In 1971, he helped oversee the family-owned company's transformation into a stock corporation and become chairman and chief executive. In 1977, he established the Bertelsmann Stiftung foundation.

He retired from the company in 1981 but remained on Bertelsmann's supervisory board - the German equivalent to a U.S. board of directors - for another decade.

Bertelsmann's assets include book publisher Random House, TV broadcaster RTL, a majority stake in magazine publisher Gruner + Jahr, and the Direct Group book and media clubs.

Bertelsmann at one point held a 50 percent stake in the music company Sony BMG. It sold the U.S. portion of the Direct Group book club in 2008.

PEG MULLEN, 92

Wrote about son's death in Vietnam

Peg Mullen, an author and former Iowa farm wife who hounded the U.S. military to find the truth about her son's death in Vietnam, died Friday. Family members said Mrs. Mullen died at a nursing home in La Porte City, Iowa.

Peg Mullen wrote the 1995 book "Unfriendly Fire: A Mother's Memoir" after her son Michael died at age 25 when a U.S. artillery shell fell short and killed him Feb. 18, 1970, near the South Vietnamese village of Tu Chanh.

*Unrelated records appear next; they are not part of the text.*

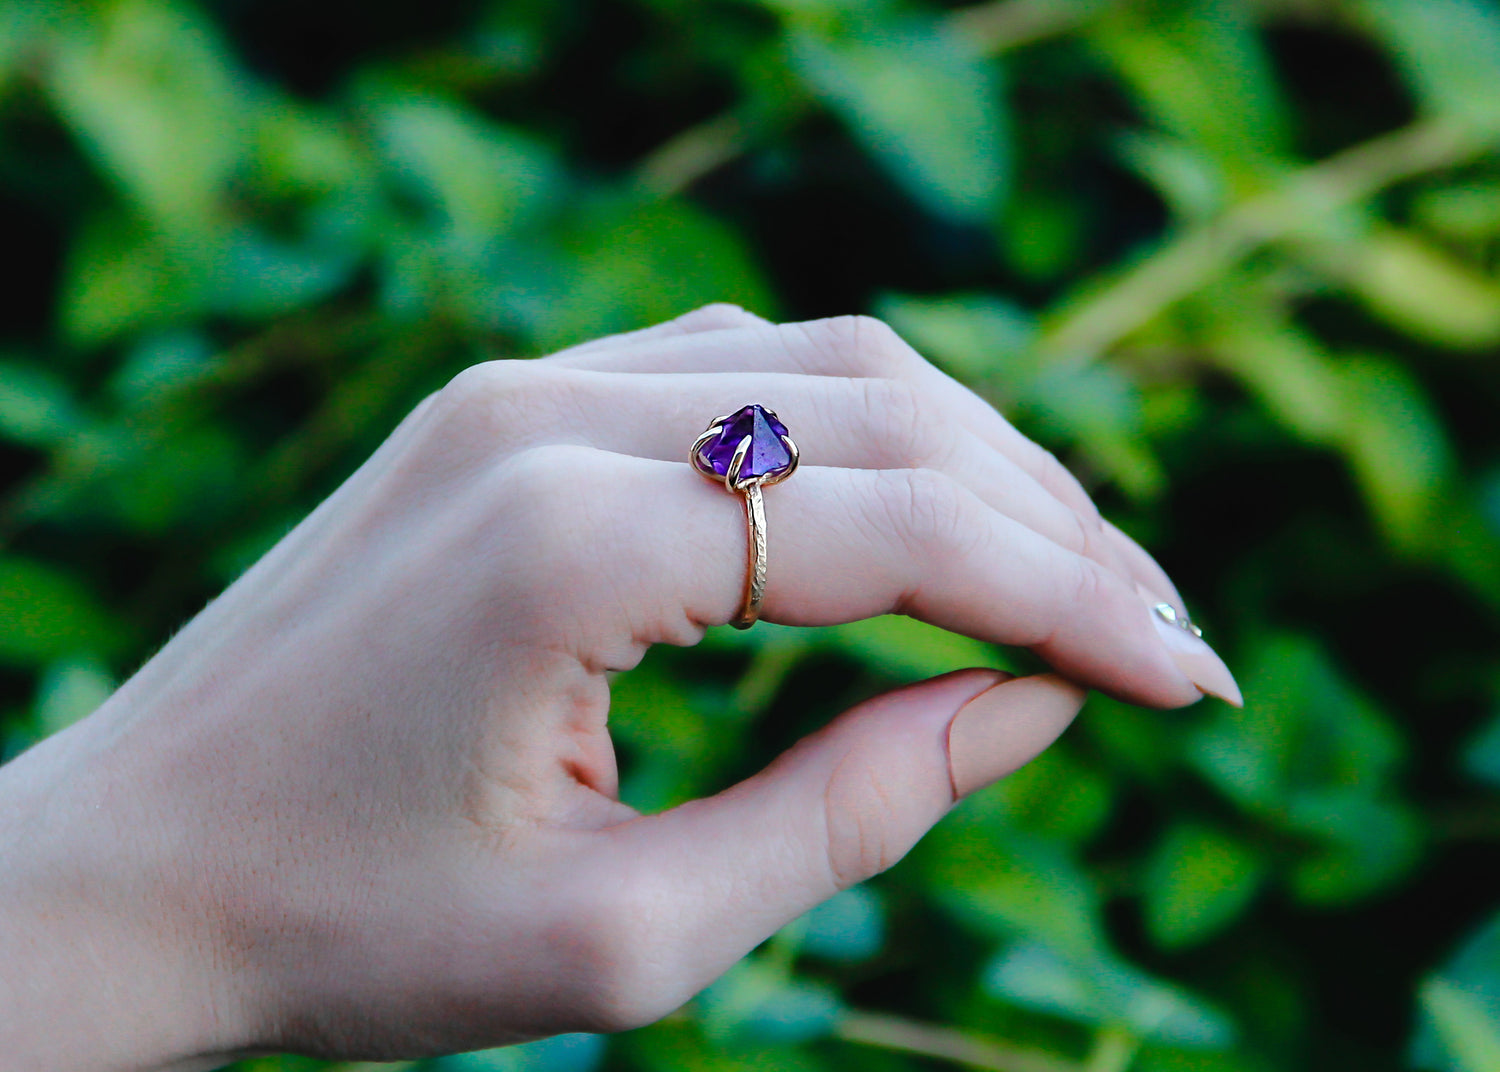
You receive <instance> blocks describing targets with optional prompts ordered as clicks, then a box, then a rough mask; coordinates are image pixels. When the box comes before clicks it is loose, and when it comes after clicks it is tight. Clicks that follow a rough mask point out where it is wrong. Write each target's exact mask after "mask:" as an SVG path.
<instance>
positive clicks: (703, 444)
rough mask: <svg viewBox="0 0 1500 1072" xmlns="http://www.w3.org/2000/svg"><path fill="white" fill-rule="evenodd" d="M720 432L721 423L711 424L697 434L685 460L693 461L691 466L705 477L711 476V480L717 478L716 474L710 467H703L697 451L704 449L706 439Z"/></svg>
mask: <svg viewBox="0 0 1500 1072" xmlns="http://www.w3.org/2000/svg"><path fill="white" fill-rule="evenodd" d="M720 432H723V424H711V426H709V427H708V430H705V432H703V435H700V436H697V439H694V441H693V447H691V450H688V451H687V460H688V462H691V463H693V468H694V469H697V471H699V472H702V474H703V475H705V477H711V478H712V480H718V474H717V472H714V471H712V468H703V459H702V457H699V451H700V450H703V447H705V445H706V444H708V441H709V439H712V438H714V436H717V435H718V433H720Z"/></svg>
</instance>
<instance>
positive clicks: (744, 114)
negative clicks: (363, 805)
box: [0, 0, 1500, 1072]
mask: <svg viewBox="0 0 1500 1072" xmlns="http://www.w3.org/2000/svg"><path fill="white" fill-rule="evenodd" d="M1497 150H1500V9H1497V7H1496V6H1494V4H1490V3H1481V1H1479V0H1263V1H1259V3H1250V1H1239V3H1235V1H1229V0H1223V1H1215V0H1200V1H1179V3H1167V1H1161V3H1125V1H1124V0H1119V1H1116V3H1109V1H1107V0H1092V1H1091V0H999V1H998V3H978V4H974V6H953V7H950V6H947V4H936V3H927V4H924V3H916V1H915V0H913V1H912V3H906V4H895V3H871V4H861V3H855V1H853V0H763V1H762V3H756V1H751V0H744V1H741V3H735V1H729V0H723V1H720V0H712V1H700V3H693V1H690V0H633V1H625V0H618V1H613V3H603V1H600V3H583V1H580V0H556V1H550V3H543V1H522V3H502V1H493V3H481V1H478V0H469V1H458V0H426V1H425V3H419V4H395V3H366V4H356V3H315V1H312V0H269V1H261V3H257V1H254V0H219V1H217V3H211V1H208V0H204V1H202V3H198V4H192V3H168V1H166V0H121V1H120V3H104V1H101V3H83V1H78V3H68V1H66V0H10V3H0V213H3V219H5V243H6V262H7V265H9V273H7V276H9V280H7V282H6V285H5V286H3V288H0V730H3V735H5V744H3V747H5V754H6V756H12V754H15V753H18V751H20V750H23V748H26V747H27V745H28V744H30V742H33V741H36V739H39V738H40V736H45V735H46V733H51V732H55V730H57V729H60V727H63V726H66V724H69V723H71V721H74V720H75V718H80V717H83V715H84V714H87V712H89V711H90V709H92V706H95V705H96V703H98V702H99V700H101V699H102V697H104V696H107V694H108V693H110V690H111V688H113V687H114V685H115V684H117V682H118V681H120V679H121V678H123V676H124V675H127V673H129V672H130V669H132V667H133V666H136V664H139V661H141V660H142V658H144V657H147V655H148V654H150V652H151V651H153V648H154V646H156V645H159V643H160V642H162V640H163V637H165V636H168V633H169V631H171V630H172V628H174V627H175V625H178V624H180V622H181V621H184V619H186V618H187V616H190V615H192V613H193V612H195V610H196V609H198V607H199V606H201V604H202V603H204V601H205V600H207V598H210V597H211V595H213V594H214V592H216V591H217V589H220V588H222V586H223V585H225V583H226V582H228V580H229V579H233V577H234V576H236V574H237V573H239V571H240V570H242V568H245V565H246V564H249V562H251V561H254V559H255V556H257V555H260V553H261V552H263V550H264V549H266V547H269V546H270V544H272V543H273V541H275V540H276V538H278V537H279V535H281V534H282V532H284V531H285V529H287V528H288V526H290V525H293V523H294V522H296V520H297V519H299V517H300V516H302V514H303V513H306V510H309V508H311V505H312V504H315V502H317V501H318V499H320V498H321V496H323V495H326V493H327V492H329V490H330V489H332V487H335V486H336V484H338V481H339V480H341V478H342V477H344V475H345V474H347V472H348V471H350V469H351V468H353V466H354V465H356V463H357V462H359V460H360V459H362V457H363V456H365V454H368V453H369V451H371V450H372V448H374V445H375V444H377V442H380V439H381V438H383V436H384V435H386V433H387V432H389V430H390V429H392V427H393V426H395V423H396V421H398V420H399V418H401V415H402V414H404V412H405V411H407V409H408V408H410V406H411V405H413V403H414V402H416V400H417V399H419V397H422V394H423V393H426V391H429V390H434V388H435V387H438V385H441V384H443V382H444V381H446V379H447V378H449V376H450V375H453V373H455V372H456V370H458V369H460V367H463V366H465V364H469V363H472V361H478V360H486V358H490V357H526V355H534V354H541V352H546V351H549V349H552V348H556V346H561V345H565V343H570V342H574V340H580V339H586V337H591V336H595V334H600V333H604V331H613V330H619V328H628V327H634V325H640V324H645V322H651V321H657V319H664V318H667V316H673V315H676V313H681V312H685V310H687V309H690V307H693V306H694V304H699V303H703V301H709V300H732V301H739V303H742V304H745V306H747V307H750V309H753V310H756V312H760V313H763V315H768V316H775V318H807V316H822V315H832V313H846V312H873V313H877V315H882V316H885V318H886V319H889V321H891V322H892V324H894V325H895V327H897V328H898V330H900V331H901V333H903V334H904V336H906V337H907V339H909V340H910V342H912V343H913V345H916V346H918V348H919V349H921V351H922V352H924V354H927V355H929V357H930V358H932V360H933V361H936V363H938V364H939V366H942V367H945V369H947V370H950V372H951V373H954V375H956V376H959V378H960V379H965V381H966V382H969V384H972V385H975V387H977V388H978V390H981V391H983V393H986V394H987V396H989V397H990V399H992V400H993V402H995V403H996V405H998V406H999V408H1001V409H1002V411H1004V412H1007V414H1008V415H1011V417H1013V418H1014V420H1016V421H1017V424H1019V426H1020V427H1022V429H1023V430H1026V432H1028V433H1031V435H1032V436H1035V438H1038V439H1040V441H1041V442H1044V444H1047V445H1049V447H1052V448H1053V450H1056V451H1058V453H1059V454H1061V456H1062V457H1064V459H1065V460H1067V462H1068V465H1070V466H1071V468H1074V471H1076V472H1079V474H1080V477H1082V478H1083V480H1085V483H1086V484H1088V486H1089V489H1091V490H1092V492H1094V493H1095V495H1097V498H1098V501H1100V502H1101V504H1103V507H1104V508H1106V513H1107V514H1109V516H1112V517H1115V519H1116V520H1118V522H1119V523H1121V525H1124V526H1125V528H1127V529H1130V531H1131V532H1134V534H1136V535H1139V537H1140V538H1142V540H1143V541H1145V543H1146V544H1148V546H1149V547H1152V549H1154V550H1155V552H1157V553H1158V556H1160V558H1161V561H1163V562H1164V564H1166V565H1167V568H1169V570H1170V571H1172V573H1173V576H1175V577H1176V579H1178V580H1179V583H1181V586H1182V588H1184V591H1185V594H1187V597H1188V600H1190V601H1191V604H1193V612H1194V618H1197V619H1200V621H1202V622H1203V624H1205V627H1206V628H1208V631H1209V637H1211V639H1212V640H1214V643H1215V645H1217V646H1218V649H1220V651H1221V652H1223V654H1224V655H1226V657H1227V658H1229V661H1230V664H1232V666H1235V667H1236V670H1238V672H1239V675H1241V682H1242V685H1244V687H1245V693H1247V697H1248V705H1247V708H1245V711H1244V712H1236V711H1232V709H1230V708H1227V706H1224V705H1220V703H1217V702H1206V703H1203V705H1199V706H1197V708H1193V709H1190V711H1182V712H1167V714H1161V712H1149V711H1139V709H1131V708H1125V706H1122V705H1118V703H1109V702H1103V700H1094V702H1091V705H1089V708H1088V711H1086V712H1085V715H1083V718H1082V721H1080V723H1079V726H1077V727H1076V729H1074V730H1073V732H1071V733H1070V735H1068V736H1067V738H1065V741H1064V742H1062V744H1061V745H1058V747H1056V748H1055V750H1053V751H1050V753H1049V754H1047V756H1044V757H1043V759H1041V760H1038V762H1037V763H1034V765H1032V766H1031V768H1028V769H1026V771H1023V772H1020V774H1019V775H1016V777H1013V778H1011V780H1008V781H1007V783H1004V784H1002V786H999V787H996V789H992V790H989V792H984V793H981V795H978V796H977V798H974V799H971V801H969V802H966V804H965V805H963V807H962V808H959V810H957V811H956V813H954V814H953V816H951V817H950V819H947V820H945V822H944V823H942V825H941V826H939V828H938V831H936V832H935V834H933V835H930V837H929V838H927V840H926V841H924V843H922V844H921V846H919V847H918V849H916V852H913V853H912V856H910V858H909V859H907V861H904V862H903V864H900V865H898V867H897V868H895V870H894V871H891V873H889V874H886V876H882V877H880V879H877V880H874V882H871V883H868V885H867V886H864V888H859V889H856V891H850V892H849V894H846V895H843V897H840V898H837V900H835V901H832V903H829V906H826V907H825V909H820V910H817V912H814V913H813V915H811V916H810V918H807V919H805V921H801V922H799V924H796V925H793V927H792V928H787V931H784V933H783V934H780V936H777V937H775V939H774V940H772V942H771V943H768V946H766V948H765V949H762V951H759V952H757V954H754V955H753V957H751V958H750V960H748V961H745V963H744V964H742V966H741V967H739V969H736V970H735V972H732V973H730V975H729V976H727V978H726V979H724V981H723V982H720V984H718V985H715V987H714V988H712V990H711V991H709V993H708V994H705V996H703V997H700V999H699V1000H697V1002H694V1003H693V1005H690V1006H688V1008H687V1009H685V1011H684V1012H682V1014H679V1015H676V1017H673V1018H670V1020H669V1021H666V1023H663V1024H658V1026H654V1027H649V1029H645V1030H640V1032H636V1033H631V1035H627V1036H621V1038H616V1039H610V1041H607V1042H606V1041H603V1039H595V1038H588V1036H571V1038H564V1039H561V1041H553V1042H547V1044H534V1045H531V1047H523V1048H517V1050H508V1051H495V1053H489V1054H477V1056H468V1057H455V1059H447V1060H444V1062H437V1063H429V1065H425V1066H423V1068H441V1069H444V1071H446V1072H458V1071H460V1069H471V1071H480V1069H525V1071H529V1072H586V1071H588V1069H594V1068H606V1069H631V1071H639V1072H688V1071H705V1072H706V1071H714V1072H718V1071H726V1072H727V1071H730V1069H795V1071H798V1072H801V1071H807V1072H816V1071H819V1069H834V1068H861V1069H862V1068H870V1069H877V1071H882V1072H883V1071H886V1069H888V1071H891V1072H897V1071H900V1069H916V1068H939V1066H942V1065H945V1062H948V1060H951V1059H962V1060H966V1062H969V1063H971V1065H974V1066H978V1068H992V1069H1010V1071H1014V1072H1064V1071H1070V1072H1122V1071H1124V1069H1127V1068H1133V1069H1140V1071H1143V1072H1145V1071H1160V1072H1175V1071H1184V1072H1187V1071H1190V1069H1193V1071H1203V1072H1209V1071H1212V1072H1238V1071H1247V1072H1250V1071H1257V1069H1316V1071H1319V1072H1326V1071H1334V1069H1359V1071H1361V1072H1365V1071H1370V1072H1379V1071H1380V1069H1397V1068H1409V1066H1412V1065H1413V1063H1416V1065H1419V1066H1421V1068H1428V1069H1461V1071H1463V1072H1494V1071H1496V1069H1500V924H1497V922H1496V921H1497V918H1496V915H1494V913H1496V909H1497V906H1500V879H1497V876H1500V853H1497V849H1500V795H1497V790H1500V718H1497V712H1500V703H1497V699H1500V663H1497V658H1496V652H1497V649H1500V648H1497V640H1500V430H1497V420H1496V414H1497V412H1500V364H1497V361H1496V348H1497V345H1500V264H1497V261H1500V156H1497ZM1008 658H1013V657H1011V655H1007V654H1005V652H995V651H992V649H987V648H986V646H983V645H978V643H975V642H969V640H966V639H962V637H953V636H947V634H942V633H939V631H936V630H930V628H926V627H919V625H915V624H912V622H907V621H904V619H877V621H873V622H864V624H858V625H853V627H847V628H835V630H814V631H792V630H783V628H775V627H757V628H756V630H753V631H750V633H748V634H732V633H729V631H721V633H718V631H715V633H714V634H712V636H711V637H709V639H708V640H706V642H705V643H703V645H702V646H700V648H697V649H693V651H666V649H658V651H655V652H652V654H651V657H648V660H646V663H645V664H643V666H642V667H640V669H639V670H636V672H631V673H630V675H625V676H624V678H621V679H619V681H618V682H616V702H615V711H613V714H612V721H613V723H615V727H616V736H618V742H619V750H621V759H622V765H624V793H625V798H627V799H628V801H630V802H633V804H637V805H639V807H643V808H658V807H666V805H670V804H673V802H678V801H682V799H685V798H688V796H694V795H699V793H703V792H711V790H714V789H717V787H721V786H724V784H727V783H729V781H730V780H733V778H736V777H741V775H744V774H747V772H748V771H753V769H756V766H759V765H760V763H763V762H765V760H766V757H769V756H771V754H774V753H775V751H777V750H778V748H781V747H784V745H786V744H787V742H790V741H792V739H795V738H796V736H798V735H799V733H802V732H805V730H807V729H810V727H813V726H817V724H819V723H820V721H823V720H825V718H828V717H829V715H831V714H834V712H837V711H838V709H841V708H843V706H846V705H849V703H850V702H853V700H856V699H859V697H862V696H867V694H870V693H873V691H876V690H880V688H885V687H889V685H892V684H897V682H903V681H912V679H916V678H919V676H922V675H929V673H936V672H942V670H948V669H954V667H959V666H966V664H974V663H992V664H1005V660H1008ZM142 970H148V969H142ZM0 1063H5V1056H3V1054H0ZM246 1068H254V1069H257V1071H258V1072H270V1071H272V1069H303V1068H308V1069H311V1068H324V1066H321V1065H317V1063H311V1062H302V1060H293V1059H287V1060H279V1059H267V1060H261V1062H252V1063H251V1065H248V1066H246ZM344 1068H353V1066H344Z"/></svg>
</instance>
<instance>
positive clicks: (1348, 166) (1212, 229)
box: [1038, 118, 1496, 364]
mask: <svg viewBox="0 0 1500 1072" xmlns="http://www.w3.org/2000/svg"><path fill="white" fill-rule="evenodd" d="M1494 141H1496V135H1494V133H1488V135H1485V133H1481V132H1476V130H1473V129H1470V127H1463V126H1457V124H1454V123H1451V121H1446V120H1442V118H1425V120H1418V121H1416V123H1413V124H1410V126H1407V127H1403V129H1400V130H1395V132H1392V133H1388V135H1382V136H1380V138H1373V139H1371V141H1367V142H1364V144H1361V145H1355V147H1353V148H1349V150H1344V151H1343V153H1338V154H1335V156H1331V157H1329V159H1326V160H1322V162H1320V163H1314V165H1311V166H1307V168H1302V169H1301V171H1295V172H1292V174H1290V175H1289V177H1287V178H1286V180H1284V181H1281V183H1280V184H1278V186H1277V189H1274V190H1271V192H1268V193H1263V195H1260V196H1254V198H1250V199H1247V201H1242V202H1241V204H1238V205H1233V207H1232V208H1229V210H1226V211H1224V213H1223V214H1221V216H1218V217H1217V219H1214V220H1209V222H1206V223H1203V225H1200V226H1194V228H1191V229H1188V231H1187V232H1184V234H1182V235H1181V237H1178V238H1173V240H1170V241H1167V244H1166V246H1163V247H1161V249H1160V250H1157V252H1155V253H1152V255H1151V256H1149V258H1146V259H1145V261H1143V262H1140V264H1137V265H1136V267H1134V268H1130V270H1127V271H1125V273H1124V274H1122V276H1121V277H1118V279H1116V282H1115V283H1113V285H1110V286H1107V288H1106V289H1103V291H1098V292H1095V294H1092V295H1089V297H1082V298H1073V300H1065V301H1064V303H1062V310H1061V312H1059V313H1056V315H1053V316H1052V318H1050V319H1052V324H1050V325H1049V327H1047V328H1046V330H1044V333H1043V337H1041V340H1040V342H1038V351H1040V354H1041V355H1043V357H1044V358H1047V360H1052V361H1056V363H1079V364H1082V363H1086V361H1091V360H1094V358H1095V357H1098V355H1100V354H1104V352H1106V351H1109V349H1112V348H1113V346H1115V345H1116V343H1119V340H1121V339H1124V337H1125V336H1127V334H1130V333H1131V331H1134V330H1136V328H1139V327H1142V325H1145V324H1148V322H1149V321H1151V319H1152V318H1155V316H1157V315H1160V313H1161V312H1163V310H1164V309H1167V307H1169V306H1172V304H1173V303H1176V301H1179V300H1182V298H1184V297H1187V295H1188V294H1191V292H1193V291H1197V289H1202V288H1203V286H1205V283H1208V282H1209V280H1212V279H1215V277H1218V276H1220V274H1223V273H1224V271H1227V270H1229V268H1230V267H1233V265H1235V264H1236V262H1238V261H1241V259H1242V258H1245V256H1247V255H1248V253H1251V252H1253V250H1256V249H1259V247H1260V246H1265V244H1266V243H1271V241H1275V240H1280V238H1286V237H1290V235H1293V234H1295V232H1298V231H1299V229H1304V228H1310V229H1311V228H1314V226H1316V225H1317V223H1319V222H1320V220H1323V219H1328V217H1331V216H1334V214H1335V213H1338V211H1341V210H1346V208H1349V207H1350V205H1355V204H1358V202H1359V201H1364V199H1365V198H1368V196H1371V195H1373V193H1377V192H1379V190H1382V189H1385V187H1386V186H1391V184H1392V183H1397V181H1401V180H1404V178H1412V177H1415V175H1421V174H1425V172H1428V171H1434V169H1437V168H1448V166H1454V165H1455V163H1463V162H1464V160H1467V159H1470V157H1473V156H1478V154H1479V153H1484V151H1488V150H1490V148H1491V147H1493V145H1494Z"/></svg>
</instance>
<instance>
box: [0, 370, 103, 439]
mask: <svg viewBox="0 0 1500 1072" xmlns="http://www.w3.org/2000/svg"><path fill="white" fill-rule="evenodd" d="M81 424H83V414H80V411H78V406H77V405H75V403H74V397H72V394H71V391H69V390H68V385H66V384H65V382H63V381H60V379H58V378H57V376H55V375H52V373H51V372H48V370H46V369H42V367H39V366H36V364H30V363H23V361H7V360H0V438H3V439H10V441H13V442H20V444H26V445H27V447H49V445H52V444H54V442H57V441H58V439H63V438H66V436H69V435H72V433H74V432H77V430H78V429H80V427H81Z"/></svg>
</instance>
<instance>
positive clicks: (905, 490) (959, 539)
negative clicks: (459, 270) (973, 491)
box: [885, 469, 978, 559]
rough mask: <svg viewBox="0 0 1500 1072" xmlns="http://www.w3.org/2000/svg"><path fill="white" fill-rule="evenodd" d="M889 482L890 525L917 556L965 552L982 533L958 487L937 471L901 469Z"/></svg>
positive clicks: (928, 470)
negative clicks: (980, 532)
mask: <svg viewBox="0 0 1500 1072" xmlns="http://www.w3.org/2000/svg"><path fill="white" fill-rule="evenodd" d="M894 472H895V477H894V478H892V480H886V481H885V487H886V501H885V508H886V511H888V514H889V517H888V519H886V520H888V523H891V525H894V531H897V532H901V534H904V540H906V543H907V546H909V549H910V552H912V555H913V556H916V558H921V559H933V558H936V556H947V555H951V553H953V552H954V550H956V549H965V547H966V546H968V543H969V540H972V538H974V532H977V531H978V525H977V523H975V520H977V519H975V517H974V511H972V508H971V505H969V502H968V501H966V499H965V496H963V493H962V490H960V487H959V484H957V483H956V481H954V480H953V478H951V477H947V475H944V474H941V472H938V471H935V469H900V471H894Z"/></svg>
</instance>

Almost from the day Mrs. Mullen and her husband, Gene, who died in 1986, learned that Michael had been killed, she tried to get more information about their son's death from the U.S. military. Her full-page ad in The Des Moines Register protesting the war and marches in anti-war demonstrations put her on par with the more notable protesters of the day.

Her book includes 40 letters from Michael, along with an account of her conversation one night in 1989 with the man who told her he had fired the fatal shell.

It also lambasts Norman Schwarzkopf, the Persian Gulf War general who was Michael's battalion commander in Vietnam.

The autobiography was a follow-up to "Friendly Fire," a book by C.D.B. Bryan and a television movie of the same name that starred Carol Burnett and Ned Beatty.

According to the University of Iowa library's Iowa Women's Archives, Mrs. Mullen was born in 1917 in Pocahontas, about 140 miles northwest of Des Moines. She was inducted into the Iowa Women's Hall of Fame in 1997.